Aug 29 2007

In a real coup, Yossi Milo Gallery in New York City will open an exhibit of Kohei Yoshiyuki's famous “park series” photographs. It has been over thirty years since the cult photographer has been exhibited and the opening on September 6 will represent his first show in the United States.

The reclusive photographer’s work from the 1970s will be one of the hottest exhibitions of the Fall gallery season. The show continues until October 20, and I strongly urge you to visit what might be once in a life time opportunity to view Yoshiyuki's astounding black and white - almost silver - collection in person.
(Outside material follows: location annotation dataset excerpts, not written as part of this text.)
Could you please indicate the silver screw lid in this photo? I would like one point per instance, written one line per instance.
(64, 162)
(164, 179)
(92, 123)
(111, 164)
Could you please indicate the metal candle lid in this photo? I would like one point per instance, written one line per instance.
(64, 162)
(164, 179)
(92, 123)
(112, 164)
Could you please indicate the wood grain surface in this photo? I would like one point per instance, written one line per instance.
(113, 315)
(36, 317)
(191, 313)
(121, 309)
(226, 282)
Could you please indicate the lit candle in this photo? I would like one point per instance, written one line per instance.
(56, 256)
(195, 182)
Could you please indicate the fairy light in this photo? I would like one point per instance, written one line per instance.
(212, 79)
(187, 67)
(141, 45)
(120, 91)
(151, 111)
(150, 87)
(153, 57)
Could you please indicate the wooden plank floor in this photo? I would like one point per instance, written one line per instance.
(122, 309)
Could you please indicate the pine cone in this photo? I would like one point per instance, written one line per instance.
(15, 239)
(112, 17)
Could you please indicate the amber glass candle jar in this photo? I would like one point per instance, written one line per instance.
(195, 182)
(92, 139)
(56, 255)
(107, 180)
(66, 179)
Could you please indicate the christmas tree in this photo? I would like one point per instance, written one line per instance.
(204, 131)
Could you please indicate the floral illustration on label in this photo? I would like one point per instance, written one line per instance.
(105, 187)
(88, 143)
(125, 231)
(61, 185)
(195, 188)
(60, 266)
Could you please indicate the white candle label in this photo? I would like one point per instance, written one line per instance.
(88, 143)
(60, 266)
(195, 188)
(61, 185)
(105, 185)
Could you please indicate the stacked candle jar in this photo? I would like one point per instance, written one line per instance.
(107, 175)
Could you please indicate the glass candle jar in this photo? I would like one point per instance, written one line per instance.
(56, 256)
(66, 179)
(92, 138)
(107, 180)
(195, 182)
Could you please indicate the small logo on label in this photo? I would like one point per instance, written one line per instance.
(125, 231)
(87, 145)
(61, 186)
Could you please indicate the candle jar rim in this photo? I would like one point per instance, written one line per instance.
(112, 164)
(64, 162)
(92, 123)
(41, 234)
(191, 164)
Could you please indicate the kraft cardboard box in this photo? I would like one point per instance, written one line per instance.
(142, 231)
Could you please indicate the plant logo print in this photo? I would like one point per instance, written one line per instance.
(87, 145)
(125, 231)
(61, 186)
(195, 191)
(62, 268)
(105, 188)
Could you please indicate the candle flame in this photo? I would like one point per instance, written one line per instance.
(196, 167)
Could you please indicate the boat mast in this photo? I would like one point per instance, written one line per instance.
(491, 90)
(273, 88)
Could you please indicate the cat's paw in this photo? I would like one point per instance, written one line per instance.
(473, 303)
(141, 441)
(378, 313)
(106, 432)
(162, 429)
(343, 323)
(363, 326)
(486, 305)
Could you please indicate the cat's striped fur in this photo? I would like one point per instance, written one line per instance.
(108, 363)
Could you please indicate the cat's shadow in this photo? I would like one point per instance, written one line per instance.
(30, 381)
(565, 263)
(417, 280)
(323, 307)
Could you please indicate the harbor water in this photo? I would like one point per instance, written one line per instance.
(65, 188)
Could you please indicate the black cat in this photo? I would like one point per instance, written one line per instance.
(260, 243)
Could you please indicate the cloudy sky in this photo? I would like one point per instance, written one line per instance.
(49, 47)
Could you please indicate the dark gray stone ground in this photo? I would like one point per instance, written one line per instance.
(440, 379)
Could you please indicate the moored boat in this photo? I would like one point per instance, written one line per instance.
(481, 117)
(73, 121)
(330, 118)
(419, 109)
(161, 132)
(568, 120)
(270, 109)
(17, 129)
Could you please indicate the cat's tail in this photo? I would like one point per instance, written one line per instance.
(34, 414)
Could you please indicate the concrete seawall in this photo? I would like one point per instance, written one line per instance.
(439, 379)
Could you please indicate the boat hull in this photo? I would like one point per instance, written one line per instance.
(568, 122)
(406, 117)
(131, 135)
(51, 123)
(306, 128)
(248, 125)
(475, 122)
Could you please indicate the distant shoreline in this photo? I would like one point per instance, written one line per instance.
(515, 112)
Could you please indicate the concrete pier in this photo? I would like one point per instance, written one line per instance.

The photographer was born in Hiroshima Prefecture in 1946. This post-bomb generation seems to seek life on a larger scale after living amidst the ruins, the radiation illnesses and the horror of post-war Hiroshima. To this unique baby boomer group, life was fleeting and uncertain. Yoshiyuki’s focus was often on the erotic playing fields of local parks, where one could find immediate, deep passion without the intimacy that could only bring more loss.

When his first works, taken at night using infrared film, were published in Weekly Shincho, he became almost an overnight sensation. In 1979, after a showing in Tokyo's Komai Gallery, he became haunted by his own work and destroyed many of the images he had taken in this powerful series of erotic underground photographs. For years after, he was a “family photographer,” and his work could not have been further from his sexually charged photographs in the early 70s.

The intimacy of couples in a public place, surrounded by voyeurs and total strangers eager to somehow be a part, was so erotic. The photographs weren’t sexually explicit, but uniquely captured the sexual passion of an intimate moment. Inherit in his work was a powerful loneliness amidst the crowd. There were people eager to seek a connection in public place that was devoid of common rules of engagement. Some of his subjects seemed tender, others seemed frantic to join in and many just seemed lonely and desperate for touch.

Yossi Milo Gallery is located at 525 West 25th Street in New York City. The gallery is also publishing its first book around this show. Most of all, Yossi Milo Gallery deserves our thanks for bringing to life this remarkable talent whose works have been too long hidden.